Waterloo invention wins $60K Dyson design award
Voltera’s custom circuit board printer beat teams from 20 countries to become the first Canadian project to win prestigious Dyson Award
Voltera’s custom circuit board printer beat teams from 20 countries to become the first Canadian project to win prestigious Dyson Award
By Carol Truemner Faculty of EngineeringVoltera V-One, a custom circuit board printer developed by University of Waterloo engineering students, has taken top prize in the International James Dyson Award competition - beating out a record 710 entries from 20 countries.
Voltera is the first Canadian team to capture the prestigious award that comes with a prize of about $60,000 (CAD) for the team and $10,000 for the University’s Faculty of Engineering.
“The Voltera V-One team is made up of four impressive young graduates. Their solution makes prototyping electronics easier and more accessible – particularly to students and small businesses. But it also has the potential to inspire many more budding engineers,” said James Dyson, a renowned British inventor whose foundation sponsors the award.
The printer was created by Alroy Almeida, Katarina Ilic, James Pickard, and Jesús Zozaya as their Engineering Capstone Design project. It enables circuit boards to be prototyped within minutes, eliminating the frustrations with traditional fabrication processes and drastically reducing hardware development time.
After graduating in 2013, the team moved Voltera into the Velocity Garage, a University of Waterloo startup incubator. The team moved over to the Velocity Foundry when the University launched its hardware incubator in 2014.
“As a startup, the university's name has opened doors for us on the worldwide stage,” said co-founder Zozaya. “As students, we experienced different industries through the Waterloo co-op program and as employers, we have a constant supply of high-quality students who have proven invaluable to the development of the Voltera V-One."
While studying mechatronics engineering, Almeida, Zozaya, and Pickard became frustrated by the inefficiency of designing circuit boards. Teaming up with Ilic, who was studying nanotechnology engineering, the students spent two years improving the electrical properties of the conductive nano-silver ink, producing a compact electromechanical system to dispense the thick ink and developing a software algorithm to control it precisely.

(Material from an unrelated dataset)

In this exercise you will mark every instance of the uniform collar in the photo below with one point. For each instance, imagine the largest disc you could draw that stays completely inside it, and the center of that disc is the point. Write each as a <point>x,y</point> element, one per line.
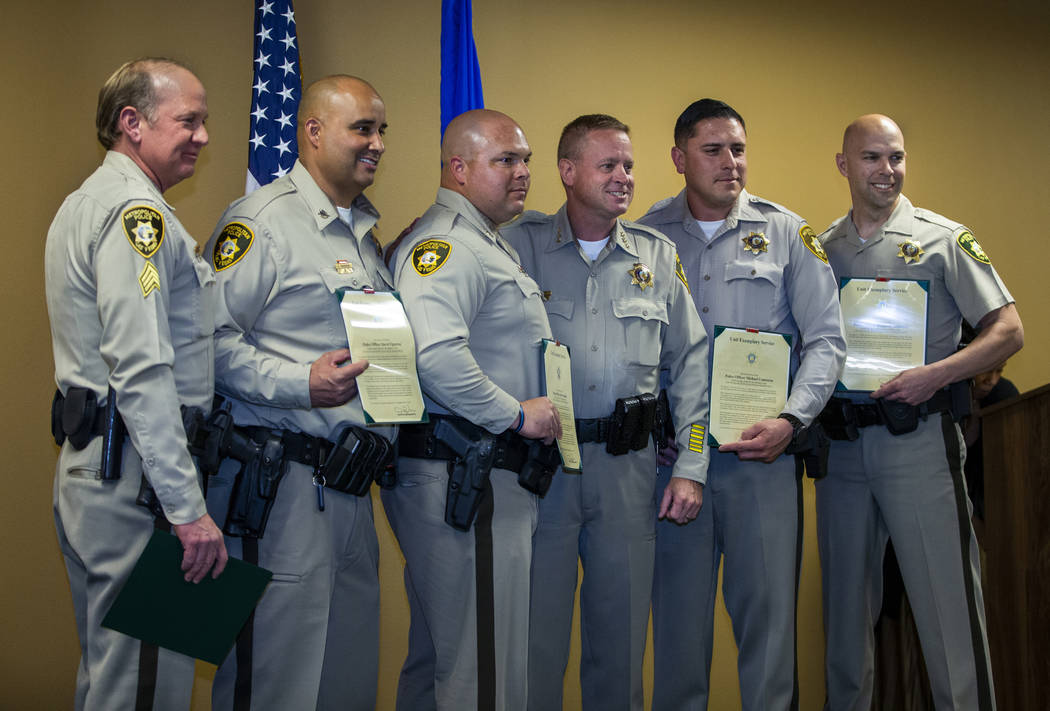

The end result — the Voltera V-One printer — was named one of the top 10 innovations for 2015 by Popular Science. It has also been recognized as the 2015 TechCrunch Disrupt (Hardware Battlefield) Champion and this year’s Make Magazine Editor's Choice.
“The Voltera V-One printer pushes the boundaries of innovation,” said Pearl Sullivan, dean of Waterloo Engineering. “It is an excellent example of what our students are capable of when they graduate from Waterloo Engineering. They took a very complex problem and came up with an elegant solution that would change customized circuit printing forever. The future of technology innovation in Canada lies within brilliant teams like Voltera."
The James Dyson Award, launched by the James Dyson Foundation in 2007, is an international student design challenge open to university level students and recent graduates in the fields of product design, industrial design and engineering with the objective to design something that solves a problem.
Suncayr, a Waterloo nanotechnology engineering student startup, was the first runner up in the International James Dyson Award competition last year. Suncayr invented an easy-to-use marker that indicates when sunscreen needs to be reapplied. Also started as a Waterloo Engineering Capstone Design Project, it is now part of the University's Velocity Foundry and Velocity Science startup programs.